I was jolted out of my daydream by a sudden wall of people crushing against me and my friends. We were suffocating in a mass of bad fur coats and a noxious cloud of body odor, packed like so many little eggs of Russian caviar into a subway car in Moscow's metro.
"I think you will like the ballet," my Russian friend Marina yelled in my ear as the subway car hurtled down the line. "Have you ever been?"
I shook my head and imagined people laughing at the girly-man who went to the ballet for Spring Break instead of seeing people dance in their underwear legitimately at some bar in the 'Cun.
"I've been to the Bolshoi a few times; to the ballet. But I like the opera, too," Marina said.
"You're so cultured," I jabbed.
"Of course," she said sarcastically. "I'm Russian."
Although Marina was joking about it, she wasn't exaggerating that much.
Over Spring Break I visited Moscow with a group organized by UNC's School of Journalism. When not sipping Smirnoff or hitchhiking around the city (it's legal and encouraged), we learned a little about Russian media and culture. And let me tell you, comrades, Russians (at least Muscovites) are serious about culture.
Everywhere in Moscow there are squares and monuments named for the classic Russian authors. One girl in a bar even told me "You look very much like our poet Pushkin."
Wow. Can you imagine meeting some girl at He's Not telling you with a straight face "You know, you look just like e. e. cummings?" In a word, nyet.
So our Russian hosts decided we Americans needed a little cultural schooling and had gotten us tickets for the ballet "Spartacus" -- at the world-famous Bolshoi Theater.
As we emerged from the metro and trudged through the muddy snow to the beautiful theater, the cloud of dread that was hanging over me began to lift a little. "This looks like a nice place, full of really comfortable seats," I thought. "I'm sure I'll be able to get a good, long nap."
We arrived 10 minutes late and were herded through the theater, down red carpets and under chandeliers to our seats -- at the very back of the very top balcony.
Somewhere in the distance down below, the dancers were prancing around the stage like wounded gazelles.
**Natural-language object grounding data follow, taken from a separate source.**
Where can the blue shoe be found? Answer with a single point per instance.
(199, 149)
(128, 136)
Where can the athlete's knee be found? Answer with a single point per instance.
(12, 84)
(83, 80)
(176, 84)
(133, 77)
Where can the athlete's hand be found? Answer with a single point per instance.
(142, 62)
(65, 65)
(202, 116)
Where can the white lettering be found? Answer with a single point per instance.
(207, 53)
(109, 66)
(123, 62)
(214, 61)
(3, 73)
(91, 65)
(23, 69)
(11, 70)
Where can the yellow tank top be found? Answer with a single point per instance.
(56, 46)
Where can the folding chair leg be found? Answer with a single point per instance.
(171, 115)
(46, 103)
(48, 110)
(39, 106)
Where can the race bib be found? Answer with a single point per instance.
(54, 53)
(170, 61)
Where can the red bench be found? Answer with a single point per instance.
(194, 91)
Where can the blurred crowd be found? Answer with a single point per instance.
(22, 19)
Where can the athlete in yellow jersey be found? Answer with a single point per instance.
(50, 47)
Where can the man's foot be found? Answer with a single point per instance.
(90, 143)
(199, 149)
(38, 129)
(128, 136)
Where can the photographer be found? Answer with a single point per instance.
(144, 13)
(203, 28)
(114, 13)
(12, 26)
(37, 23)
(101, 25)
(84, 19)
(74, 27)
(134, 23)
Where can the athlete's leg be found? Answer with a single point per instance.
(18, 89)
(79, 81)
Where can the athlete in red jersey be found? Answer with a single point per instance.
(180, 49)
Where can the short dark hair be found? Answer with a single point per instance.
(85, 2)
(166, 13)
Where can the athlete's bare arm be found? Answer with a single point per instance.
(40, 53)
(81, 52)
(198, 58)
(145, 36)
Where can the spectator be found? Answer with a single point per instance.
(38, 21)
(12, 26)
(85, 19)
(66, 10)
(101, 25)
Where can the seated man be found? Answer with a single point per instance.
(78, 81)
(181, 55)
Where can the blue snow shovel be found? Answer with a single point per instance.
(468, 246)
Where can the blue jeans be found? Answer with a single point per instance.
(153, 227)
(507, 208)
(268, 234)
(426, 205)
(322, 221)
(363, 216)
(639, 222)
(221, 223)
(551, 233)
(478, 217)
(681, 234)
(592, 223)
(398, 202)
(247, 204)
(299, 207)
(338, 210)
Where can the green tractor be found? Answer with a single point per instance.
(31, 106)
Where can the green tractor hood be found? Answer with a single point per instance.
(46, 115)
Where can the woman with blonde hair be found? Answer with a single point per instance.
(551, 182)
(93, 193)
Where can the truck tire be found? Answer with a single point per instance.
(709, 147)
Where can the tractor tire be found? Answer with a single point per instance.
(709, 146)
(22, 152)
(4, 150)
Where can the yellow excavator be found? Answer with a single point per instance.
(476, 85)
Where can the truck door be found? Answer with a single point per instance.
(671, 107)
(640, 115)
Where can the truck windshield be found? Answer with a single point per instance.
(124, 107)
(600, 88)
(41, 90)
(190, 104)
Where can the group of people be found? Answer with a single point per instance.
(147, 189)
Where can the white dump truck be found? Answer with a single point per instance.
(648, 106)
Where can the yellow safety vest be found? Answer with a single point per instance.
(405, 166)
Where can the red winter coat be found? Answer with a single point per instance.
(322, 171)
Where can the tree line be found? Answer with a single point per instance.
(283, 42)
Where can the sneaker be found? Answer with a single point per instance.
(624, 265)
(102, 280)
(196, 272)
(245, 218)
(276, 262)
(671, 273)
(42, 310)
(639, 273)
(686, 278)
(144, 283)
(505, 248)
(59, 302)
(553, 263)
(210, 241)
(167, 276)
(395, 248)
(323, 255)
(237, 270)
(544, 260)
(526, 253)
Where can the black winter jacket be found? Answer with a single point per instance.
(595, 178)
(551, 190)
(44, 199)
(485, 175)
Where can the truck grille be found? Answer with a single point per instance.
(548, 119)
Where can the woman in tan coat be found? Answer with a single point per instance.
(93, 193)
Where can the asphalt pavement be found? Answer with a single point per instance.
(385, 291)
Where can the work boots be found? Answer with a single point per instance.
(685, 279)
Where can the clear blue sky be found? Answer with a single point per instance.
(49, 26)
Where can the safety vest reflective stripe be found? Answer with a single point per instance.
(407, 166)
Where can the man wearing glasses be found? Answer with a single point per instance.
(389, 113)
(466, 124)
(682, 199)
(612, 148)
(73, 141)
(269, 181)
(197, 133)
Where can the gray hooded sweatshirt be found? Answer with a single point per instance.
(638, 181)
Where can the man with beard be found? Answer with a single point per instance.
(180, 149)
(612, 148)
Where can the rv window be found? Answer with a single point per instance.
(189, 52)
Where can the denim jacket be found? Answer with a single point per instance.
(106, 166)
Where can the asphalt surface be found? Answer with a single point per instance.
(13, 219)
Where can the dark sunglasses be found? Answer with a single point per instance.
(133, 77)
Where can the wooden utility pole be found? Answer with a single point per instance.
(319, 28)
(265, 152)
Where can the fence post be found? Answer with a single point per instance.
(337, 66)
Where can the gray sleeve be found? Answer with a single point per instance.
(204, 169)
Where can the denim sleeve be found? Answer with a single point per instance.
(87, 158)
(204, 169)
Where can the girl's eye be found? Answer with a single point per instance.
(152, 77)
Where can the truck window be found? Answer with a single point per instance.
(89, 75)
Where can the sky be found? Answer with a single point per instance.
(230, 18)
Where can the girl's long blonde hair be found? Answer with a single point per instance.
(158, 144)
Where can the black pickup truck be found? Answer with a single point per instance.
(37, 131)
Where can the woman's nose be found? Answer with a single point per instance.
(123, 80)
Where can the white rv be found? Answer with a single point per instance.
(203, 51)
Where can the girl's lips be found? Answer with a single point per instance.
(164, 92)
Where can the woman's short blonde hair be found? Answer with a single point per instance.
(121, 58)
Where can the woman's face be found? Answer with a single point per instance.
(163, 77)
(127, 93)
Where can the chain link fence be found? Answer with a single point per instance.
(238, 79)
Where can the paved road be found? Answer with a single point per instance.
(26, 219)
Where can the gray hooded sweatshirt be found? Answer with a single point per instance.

Their outfits were embarrassingly tight. The whole thing just seemed too froofy. And the heat at the top of the theater was stifling. I could feel myself sinking into dreams of Anna Kournikova.
But then, a wave of completely alien thoughts popped into my mind. "Wow, that pirouette was great. Did you see how high she jumped? That guy is totally spinning her like a hula hoop!"
Oh God. I liked the ballet.
In the intermission after the first act, we discovered that our seats in the nosebleed section were only temporary. Our real seats were right on the main level, with a great view of the stage. If I turned around I could see the whole magnificent theater behind me, with its elegant gold-painted balconies, and a huge gilded representation of the Soviet hammer and sickle above the main entrance.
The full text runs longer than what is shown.